In the USA, retail sales increased by 0.4% in April. The annualised Inflation rate increased to 2.2% in April. Both sets of data would appear to support the case for another US interest rate rise in June.
OPEC and Russia appear on course to extend their oil output cuts with Saudi Arabia saying the oil cartel is prepared to do ‘whatever it takes’ to end the supply gut. Comments from the Saudi Energy Minister appear to suggest that it would favour an extension out to the end of the 1st quarter of 2018. Brent oil recovered to above $50 as US crude inventories posted their steepest decline of the year.

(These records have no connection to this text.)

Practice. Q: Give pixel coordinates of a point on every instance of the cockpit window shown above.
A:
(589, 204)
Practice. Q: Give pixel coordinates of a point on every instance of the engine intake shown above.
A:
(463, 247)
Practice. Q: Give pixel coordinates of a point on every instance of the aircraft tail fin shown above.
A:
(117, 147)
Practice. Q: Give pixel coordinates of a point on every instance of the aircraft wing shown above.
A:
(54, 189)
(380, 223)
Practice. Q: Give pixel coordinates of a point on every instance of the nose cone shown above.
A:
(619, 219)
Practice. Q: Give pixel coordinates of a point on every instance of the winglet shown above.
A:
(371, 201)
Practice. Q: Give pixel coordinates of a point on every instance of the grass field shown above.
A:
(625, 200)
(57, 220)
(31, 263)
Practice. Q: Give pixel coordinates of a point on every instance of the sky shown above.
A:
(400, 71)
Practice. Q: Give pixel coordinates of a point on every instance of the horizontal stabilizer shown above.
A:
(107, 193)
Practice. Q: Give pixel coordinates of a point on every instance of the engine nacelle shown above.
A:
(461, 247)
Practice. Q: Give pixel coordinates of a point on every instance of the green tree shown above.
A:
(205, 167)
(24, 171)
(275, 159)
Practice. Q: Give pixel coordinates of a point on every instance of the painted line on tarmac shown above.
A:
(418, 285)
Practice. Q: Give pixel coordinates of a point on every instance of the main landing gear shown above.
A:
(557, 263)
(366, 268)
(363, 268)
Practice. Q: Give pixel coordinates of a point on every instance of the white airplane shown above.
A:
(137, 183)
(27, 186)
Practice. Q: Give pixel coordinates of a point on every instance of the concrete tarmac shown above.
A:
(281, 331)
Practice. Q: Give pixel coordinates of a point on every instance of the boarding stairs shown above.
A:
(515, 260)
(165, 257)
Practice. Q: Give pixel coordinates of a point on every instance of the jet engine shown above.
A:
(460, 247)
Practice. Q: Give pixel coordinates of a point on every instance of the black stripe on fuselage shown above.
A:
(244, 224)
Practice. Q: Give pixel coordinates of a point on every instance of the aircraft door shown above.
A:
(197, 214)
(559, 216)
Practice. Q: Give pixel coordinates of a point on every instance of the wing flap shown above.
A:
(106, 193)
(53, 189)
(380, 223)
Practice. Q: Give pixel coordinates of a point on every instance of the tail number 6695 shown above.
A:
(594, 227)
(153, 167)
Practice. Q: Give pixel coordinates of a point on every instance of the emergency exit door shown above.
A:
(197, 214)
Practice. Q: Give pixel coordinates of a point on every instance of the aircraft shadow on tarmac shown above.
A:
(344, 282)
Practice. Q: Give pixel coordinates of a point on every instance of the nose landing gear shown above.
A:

It appears that Friday’s global computer attack was felt across 150 countries, impacting a number of Government services including the UK’s NHS. This has served as an important reminder of the vulnerabilities of global IT infrastructure, as the internet continues its dominance of our day to day lives. One suspects that cyber-security companies will be receiving plenty of new business enquiries this morning.
Finally, yet another example of how central bank policy has resulted in unintended consequences. We learn Swedish businesses and individuals overpaid 40bn Krona (£3.5bn) in tax last year. Why? Rather than be charged interest of 0.65% on bank deposits, due to central bank negative interest rates, Swedes took full advantage of their government paying them interest of 0.56% on overpaid tax!